Key features of the RAJ240090- and RAJ240100-based battery management IC solutions:

(1) Integrated microcontroller (MCU) that enables flexible support for a wide variety of industrial battery system specifications
The new solutions are the industry’s first (Note 1) Li-ion battery management ICs for industrial equipment supporting three to ten cells to feature an integrated low-power RL78 MCU. They integrate the remaining capacity measurement and safety monitoring functions, such as overvoltage and overcurrent, and Renesas’ low-power RL78 MCU into a single package to provide flexible support for a wide variety of industrial battery system specifications. This provides a high-precision A/D converter (required for battery control voltage measurement) and MCU that have been matched and adjusted beforehand, thereby contribute to substantially reducing the need for calibration. In addition, the peripheral functions required by industrial applications, including power supply, field effect transistor (FET) driver, and real-time clock, are included on-chip. This can reduce the BOM cost of the battery management system block by approximately 30 percent compared to other Renesas products.

(2) Rich design support tools that enable even beginners to easily implement battery systems with a high level of safety

Renesas plans to release development startup support tools, such as reference software, reference circuit diagrams, and setup manuals. The support tools will enable changes to parameter setting and simplify Li-ion battery pack design, and to enable faster solutions for battery management.

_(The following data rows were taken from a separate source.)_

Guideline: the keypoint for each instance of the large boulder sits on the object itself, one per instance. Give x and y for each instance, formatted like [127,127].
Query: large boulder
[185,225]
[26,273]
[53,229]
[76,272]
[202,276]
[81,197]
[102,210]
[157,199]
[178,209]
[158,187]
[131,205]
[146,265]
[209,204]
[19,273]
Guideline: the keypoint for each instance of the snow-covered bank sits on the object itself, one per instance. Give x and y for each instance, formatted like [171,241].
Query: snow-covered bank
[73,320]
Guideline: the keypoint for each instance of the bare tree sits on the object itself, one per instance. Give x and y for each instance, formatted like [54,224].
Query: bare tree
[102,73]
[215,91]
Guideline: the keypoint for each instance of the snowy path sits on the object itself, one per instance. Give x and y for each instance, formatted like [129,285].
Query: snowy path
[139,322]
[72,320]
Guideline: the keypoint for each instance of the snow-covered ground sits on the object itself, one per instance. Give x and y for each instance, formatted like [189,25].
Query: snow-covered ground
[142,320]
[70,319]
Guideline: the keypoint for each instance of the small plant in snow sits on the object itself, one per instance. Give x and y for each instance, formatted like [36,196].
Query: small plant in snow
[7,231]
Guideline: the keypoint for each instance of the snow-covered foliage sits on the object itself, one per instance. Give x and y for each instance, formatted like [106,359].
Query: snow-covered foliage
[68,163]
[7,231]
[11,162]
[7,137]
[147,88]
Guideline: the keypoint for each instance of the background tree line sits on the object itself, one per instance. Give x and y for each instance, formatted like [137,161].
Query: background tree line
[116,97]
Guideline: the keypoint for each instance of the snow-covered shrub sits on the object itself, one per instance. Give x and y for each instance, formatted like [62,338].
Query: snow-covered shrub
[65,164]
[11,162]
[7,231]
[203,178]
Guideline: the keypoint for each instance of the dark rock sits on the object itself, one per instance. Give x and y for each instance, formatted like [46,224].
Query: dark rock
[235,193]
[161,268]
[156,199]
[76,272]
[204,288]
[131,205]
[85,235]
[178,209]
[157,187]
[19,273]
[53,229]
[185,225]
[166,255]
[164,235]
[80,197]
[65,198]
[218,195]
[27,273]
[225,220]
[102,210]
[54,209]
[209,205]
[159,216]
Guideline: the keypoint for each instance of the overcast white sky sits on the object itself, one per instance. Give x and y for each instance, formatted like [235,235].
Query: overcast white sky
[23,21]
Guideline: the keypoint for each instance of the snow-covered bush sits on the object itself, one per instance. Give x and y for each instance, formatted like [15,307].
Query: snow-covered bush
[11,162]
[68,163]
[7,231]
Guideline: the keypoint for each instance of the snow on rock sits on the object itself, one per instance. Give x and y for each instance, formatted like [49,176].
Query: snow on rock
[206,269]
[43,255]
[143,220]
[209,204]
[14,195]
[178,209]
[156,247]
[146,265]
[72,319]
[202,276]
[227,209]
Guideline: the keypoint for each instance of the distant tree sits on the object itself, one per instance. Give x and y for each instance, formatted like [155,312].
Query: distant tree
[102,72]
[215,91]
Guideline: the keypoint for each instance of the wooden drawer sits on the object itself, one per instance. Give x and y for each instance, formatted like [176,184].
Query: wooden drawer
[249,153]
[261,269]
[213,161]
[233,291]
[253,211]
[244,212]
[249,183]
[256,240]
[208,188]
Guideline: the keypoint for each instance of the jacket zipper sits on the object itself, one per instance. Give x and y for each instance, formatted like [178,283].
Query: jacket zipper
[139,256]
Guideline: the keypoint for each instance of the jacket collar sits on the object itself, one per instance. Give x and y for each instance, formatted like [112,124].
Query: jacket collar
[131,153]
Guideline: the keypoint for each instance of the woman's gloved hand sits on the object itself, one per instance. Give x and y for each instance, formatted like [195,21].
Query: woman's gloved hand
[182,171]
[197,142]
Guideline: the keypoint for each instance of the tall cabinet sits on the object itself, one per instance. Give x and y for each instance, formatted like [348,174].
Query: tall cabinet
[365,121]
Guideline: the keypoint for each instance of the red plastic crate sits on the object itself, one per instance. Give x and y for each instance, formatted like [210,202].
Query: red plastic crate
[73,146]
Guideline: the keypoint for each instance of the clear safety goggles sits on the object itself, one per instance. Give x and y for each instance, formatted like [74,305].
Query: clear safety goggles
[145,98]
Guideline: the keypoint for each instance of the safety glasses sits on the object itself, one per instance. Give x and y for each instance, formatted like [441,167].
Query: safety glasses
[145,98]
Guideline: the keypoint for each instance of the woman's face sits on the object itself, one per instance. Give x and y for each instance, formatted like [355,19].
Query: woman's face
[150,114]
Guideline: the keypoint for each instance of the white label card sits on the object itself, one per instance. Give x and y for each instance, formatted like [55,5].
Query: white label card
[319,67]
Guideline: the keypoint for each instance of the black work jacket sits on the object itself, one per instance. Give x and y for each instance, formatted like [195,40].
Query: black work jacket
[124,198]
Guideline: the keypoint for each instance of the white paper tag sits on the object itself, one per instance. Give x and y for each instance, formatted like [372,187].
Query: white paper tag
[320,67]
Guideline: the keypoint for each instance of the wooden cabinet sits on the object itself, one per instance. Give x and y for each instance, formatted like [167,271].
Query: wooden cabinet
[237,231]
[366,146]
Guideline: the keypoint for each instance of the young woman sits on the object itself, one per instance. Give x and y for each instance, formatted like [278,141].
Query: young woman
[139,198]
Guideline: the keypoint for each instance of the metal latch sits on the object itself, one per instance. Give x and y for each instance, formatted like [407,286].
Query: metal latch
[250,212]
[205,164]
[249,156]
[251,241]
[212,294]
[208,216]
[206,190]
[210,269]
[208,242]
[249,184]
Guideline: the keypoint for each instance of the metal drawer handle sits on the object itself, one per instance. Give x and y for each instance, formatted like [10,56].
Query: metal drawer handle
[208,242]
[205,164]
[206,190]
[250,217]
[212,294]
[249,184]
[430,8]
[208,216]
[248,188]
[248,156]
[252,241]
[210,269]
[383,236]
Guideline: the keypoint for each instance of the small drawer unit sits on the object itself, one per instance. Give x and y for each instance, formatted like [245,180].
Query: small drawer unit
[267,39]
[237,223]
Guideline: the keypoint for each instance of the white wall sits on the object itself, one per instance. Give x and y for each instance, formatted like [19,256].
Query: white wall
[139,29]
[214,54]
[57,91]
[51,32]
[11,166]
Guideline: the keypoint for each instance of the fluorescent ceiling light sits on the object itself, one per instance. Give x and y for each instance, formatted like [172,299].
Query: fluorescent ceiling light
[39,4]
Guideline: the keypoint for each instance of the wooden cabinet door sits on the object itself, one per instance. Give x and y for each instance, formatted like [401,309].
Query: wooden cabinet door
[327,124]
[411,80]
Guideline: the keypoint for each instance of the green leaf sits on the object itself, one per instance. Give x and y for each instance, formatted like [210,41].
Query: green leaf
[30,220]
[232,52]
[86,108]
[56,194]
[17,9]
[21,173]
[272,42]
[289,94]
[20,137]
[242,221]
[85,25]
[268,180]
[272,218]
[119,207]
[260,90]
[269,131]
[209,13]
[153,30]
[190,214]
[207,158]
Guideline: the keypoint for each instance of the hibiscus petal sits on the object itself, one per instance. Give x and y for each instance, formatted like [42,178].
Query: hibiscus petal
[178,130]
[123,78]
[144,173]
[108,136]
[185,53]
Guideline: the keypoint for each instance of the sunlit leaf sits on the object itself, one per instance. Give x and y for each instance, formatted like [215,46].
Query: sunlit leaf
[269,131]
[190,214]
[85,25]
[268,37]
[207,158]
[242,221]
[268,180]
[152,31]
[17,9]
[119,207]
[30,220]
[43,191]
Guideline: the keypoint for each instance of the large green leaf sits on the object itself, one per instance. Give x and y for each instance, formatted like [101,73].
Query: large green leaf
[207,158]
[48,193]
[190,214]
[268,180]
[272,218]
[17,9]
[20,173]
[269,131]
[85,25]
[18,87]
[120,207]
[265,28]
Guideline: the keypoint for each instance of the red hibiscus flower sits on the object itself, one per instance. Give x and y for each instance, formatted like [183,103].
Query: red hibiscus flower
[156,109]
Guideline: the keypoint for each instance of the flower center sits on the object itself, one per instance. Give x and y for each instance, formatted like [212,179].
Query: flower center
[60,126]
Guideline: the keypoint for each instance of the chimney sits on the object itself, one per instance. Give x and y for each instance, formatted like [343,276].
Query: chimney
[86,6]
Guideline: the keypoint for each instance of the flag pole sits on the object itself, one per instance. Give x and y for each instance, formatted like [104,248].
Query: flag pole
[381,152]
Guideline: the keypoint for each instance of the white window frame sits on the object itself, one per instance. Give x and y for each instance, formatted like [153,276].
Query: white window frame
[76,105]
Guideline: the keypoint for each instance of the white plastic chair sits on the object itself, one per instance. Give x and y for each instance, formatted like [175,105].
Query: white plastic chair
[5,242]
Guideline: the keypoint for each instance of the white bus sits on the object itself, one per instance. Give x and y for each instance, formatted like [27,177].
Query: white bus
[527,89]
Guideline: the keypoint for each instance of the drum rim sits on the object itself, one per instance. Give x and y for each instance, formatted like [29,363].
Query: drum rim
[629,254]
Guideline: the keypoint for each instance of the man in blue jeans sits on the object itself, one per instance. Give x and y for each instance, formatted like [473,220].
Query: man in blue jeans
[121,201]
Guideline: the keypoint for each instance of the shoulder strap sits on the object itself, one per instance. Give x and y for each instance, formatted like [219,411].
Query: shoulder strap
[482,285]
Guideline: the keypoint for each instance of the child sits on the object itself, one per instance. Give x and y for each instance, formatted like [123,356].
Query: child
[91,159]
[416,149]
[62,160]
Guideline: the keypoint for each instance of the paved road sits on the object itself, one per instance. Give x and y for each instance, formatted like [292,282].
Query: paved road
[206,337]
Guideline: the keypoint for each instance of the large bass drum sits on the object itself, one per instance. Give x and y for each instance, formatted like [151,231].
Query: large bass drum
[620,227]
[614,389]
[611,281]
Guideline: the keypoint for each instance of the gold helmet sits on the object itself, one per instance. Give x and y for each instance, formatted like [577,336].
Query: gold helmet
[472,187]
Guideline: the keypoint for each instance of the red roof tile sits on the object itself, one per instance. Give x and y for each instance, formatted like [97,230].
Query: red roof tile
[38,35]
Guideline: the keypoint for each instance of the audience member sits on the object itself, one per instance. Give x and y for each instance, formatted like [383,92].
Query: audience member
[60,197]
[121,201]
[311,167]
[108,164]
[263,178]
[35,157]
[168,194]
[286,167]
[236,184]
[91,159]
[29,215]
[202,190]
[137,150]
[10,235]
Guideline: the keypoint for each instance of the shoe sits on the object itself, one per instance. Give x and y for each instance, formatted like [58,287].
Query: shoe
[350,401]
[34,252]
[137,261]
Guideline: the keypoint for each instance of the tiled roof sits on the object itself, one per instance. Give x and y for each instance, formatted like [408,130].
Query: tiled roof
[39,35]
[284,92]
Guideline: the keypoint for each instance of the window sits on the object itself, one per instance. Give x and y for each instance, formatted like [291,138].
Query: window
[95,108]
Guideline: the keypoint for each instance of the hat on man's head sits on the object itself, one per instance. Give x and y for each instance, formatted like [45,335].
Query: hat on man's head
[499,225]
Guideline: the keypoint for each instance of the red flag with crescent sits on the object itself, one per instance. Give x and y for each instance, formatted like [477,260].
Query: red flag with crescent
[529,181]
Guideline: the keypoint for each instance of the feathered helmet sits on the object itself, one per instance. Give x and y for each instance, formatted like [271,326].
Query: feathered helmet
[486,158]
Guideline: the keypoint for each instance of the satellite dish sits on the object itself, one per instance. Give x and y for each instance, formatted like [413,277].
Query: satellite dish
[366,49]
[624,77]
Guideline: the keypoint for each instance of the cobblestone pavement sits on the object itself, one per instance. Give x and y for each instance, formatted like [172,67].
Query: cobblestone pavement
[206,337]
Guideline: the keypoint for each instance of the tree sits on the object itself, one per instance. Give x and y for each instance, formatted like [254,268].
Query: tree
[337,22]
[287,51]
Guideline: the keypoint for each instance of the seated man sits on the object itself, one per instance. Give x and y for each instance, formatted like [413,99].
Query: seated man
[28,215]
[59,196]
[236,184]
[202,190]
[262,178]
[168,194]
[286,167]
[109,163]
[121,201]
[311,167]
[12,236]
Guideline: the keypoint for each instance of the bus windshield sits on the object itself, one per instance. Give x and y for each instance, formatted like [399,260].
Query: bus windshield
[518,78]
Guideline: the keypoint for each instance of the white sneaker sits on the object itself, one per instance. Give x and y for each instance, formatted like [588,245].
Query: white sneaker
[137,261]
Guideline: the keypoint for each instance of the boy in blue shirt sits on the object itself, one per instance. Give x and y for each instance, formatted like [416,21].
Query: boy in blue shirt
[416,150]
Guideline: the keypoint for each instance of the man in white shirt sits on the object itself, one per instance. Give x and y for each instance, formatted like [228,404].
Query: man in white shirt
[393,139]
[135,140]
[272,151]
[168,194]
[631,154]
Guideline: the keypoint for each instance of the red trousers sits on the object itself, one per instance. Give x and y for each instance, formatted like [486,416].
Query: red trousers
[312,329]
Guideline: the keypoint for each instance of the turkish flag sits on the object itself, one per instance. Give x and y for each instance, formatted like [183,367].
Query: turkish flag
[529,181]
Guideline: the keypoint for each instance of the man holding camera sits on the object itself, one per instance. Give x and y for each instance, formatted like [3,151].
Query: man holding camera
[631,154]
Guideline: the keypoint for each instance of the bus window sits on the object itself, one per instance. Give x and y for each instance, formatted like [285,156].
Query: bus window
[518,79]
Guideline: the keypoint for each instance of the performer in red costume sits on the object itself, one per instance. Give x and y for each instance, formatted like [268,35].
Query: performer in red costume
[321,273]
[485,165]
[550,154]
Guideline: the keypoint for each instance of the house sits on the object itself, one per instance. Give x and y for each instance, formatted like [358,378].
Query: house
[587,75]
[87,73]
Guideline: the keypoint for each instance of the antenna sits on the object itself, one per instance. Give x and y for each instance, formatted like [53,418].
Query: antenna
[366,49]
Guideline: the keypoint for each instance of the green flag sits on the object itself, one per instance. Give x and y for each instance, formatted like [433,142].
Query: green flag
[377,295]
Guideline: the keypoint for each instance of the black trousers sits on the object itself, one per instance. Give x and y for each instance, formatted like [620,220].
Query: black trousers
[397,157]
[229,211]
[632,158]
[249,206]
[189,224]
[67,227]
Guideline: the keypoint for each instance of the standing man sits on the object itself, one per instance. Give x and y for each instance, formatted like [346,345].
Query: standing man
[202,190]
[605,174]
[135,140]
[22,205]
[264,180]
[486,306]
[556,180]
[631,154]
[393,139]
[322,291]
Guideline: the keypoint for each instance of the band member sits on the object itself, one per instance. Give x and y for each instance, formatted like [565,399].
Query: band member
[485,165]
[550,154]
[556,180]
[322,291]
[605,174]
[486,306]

(3) Maintenance of high safety level through constant safety monitoring in ultra-low-power mode, with the ability to safely shut down the system if a problem occurs

The RAJ240090 and RAJ240100 support a ultra-low-power mode, which reduces current consumption to only 25 µA. This allows battery monitoring functions to operate constantly, even when the system is powered off. A record-keeping function can store information such as battery history to monitor deterioration and store system faults in the MCU memory. The MCU can issue an alarm and disable battery to prevent Li-ion battery failure.

In addition, the battery management ICs support a system configuration in which N-channel MOSFETs are positioned at the positive poles of the battery cells (Note 2). This means that if the battery management IC fails, the system can be shut down safely. If, on the other hand, the MCU enters a runaway state, the battery protection function of the analog front-end block can continue to operate independently, providing failsafe for enhanced system safety.